Another of Flannery’s stories, “The Arti­ficial Nigger,” has caused her to be banned from certain high schools for using the n‑word, despite being one of the more pro racial equality writers of her time. The story examines Southern racism from the per­spective of a white man and his grandson, vis­iting the city for the first time and, in the case of the grandson, seeing a black person for the first time. 

Perhaps this edgy quality is just another paradox of Flannery, a girl who con­tin­ually sur­prised her critics (espe­cially her mother, who’s two primary dreams — that Flannery would marry and write about nicer things — were per­pet­ually stymied). But Flannery’s sin­gleness wasn’t what made her sin­gular, though perhaps it’s the detail on which her observers have fixated the most. Like Hulga, her female lead in “Good Country People,” O’Connor defies expec­ta­tions and is inten­tionally counter-cul­tural. But unlike Hulga, O’Connor never seems to be trying to prove herself. She just wants her wooden leg back. She just wants to write.
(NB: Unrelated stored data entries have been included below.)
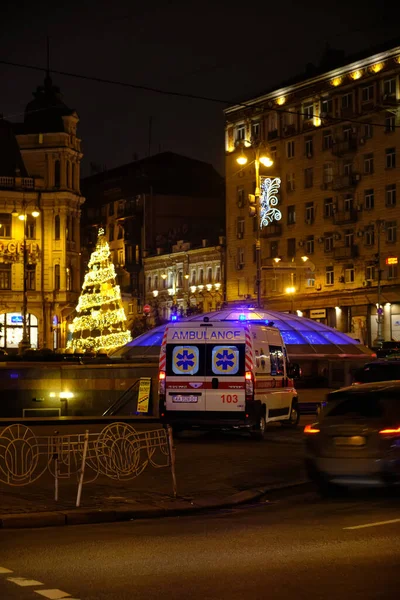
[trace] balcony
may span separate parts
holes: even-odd
[[[295,135],[296,133],[296,125],[284,125],[283,126],[283,135]]]
[[[333,258],[336,260],[347,260],[349,258],[357,258],[358,246],[339,246],[333,249]]]
[[[271,223],[267,227],[263,227],[260,232],[261,237],[270,238],[282,235],[282,225],[280,223]]]
[[[27,189],[33,190],[35,180],[33,177],[0,177],[0,188],[2,189]]]
[[[279,137],[279,133],[277,129],[274,129],[273,131],[268,131],[268,141],[271,142],[272,140],[276,140]]]
[[[344,190],[357,185],[360,181],[361,175],[359,173],[351,173],[350,175],[339,175],[334,177],[332,180],[333,190]]]
[[[341,210],[334,214],[333,222],[335,225],[347,225],[348,223],[357,223],[358,212],[356,210]]]
[[[332,144],[332,154],[334,156],[345,156],[357,151],[357,138],[348,140],[339,140]]]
On closer inspection, O’Connor’s work is pre­cisely what Christian writing must be. 

O’Connor writes about strangers and out­casts and sinners, not simply because she herself was an outcast, as the film­makers suggest, but because Chris­tianity means living and breaking bread with pre­cisely these “freaks.” Her work is pungent because it delib­er­ately dis­re­gards the demands of decency. O’Connor’s stories portray a way of life that is as mis­un­der­stood as it is drenched in blood; it is life-and-death salvific. 

O’Connor writes about death because it points to life. It’s shocking and it’s radical — but then again, so is grace.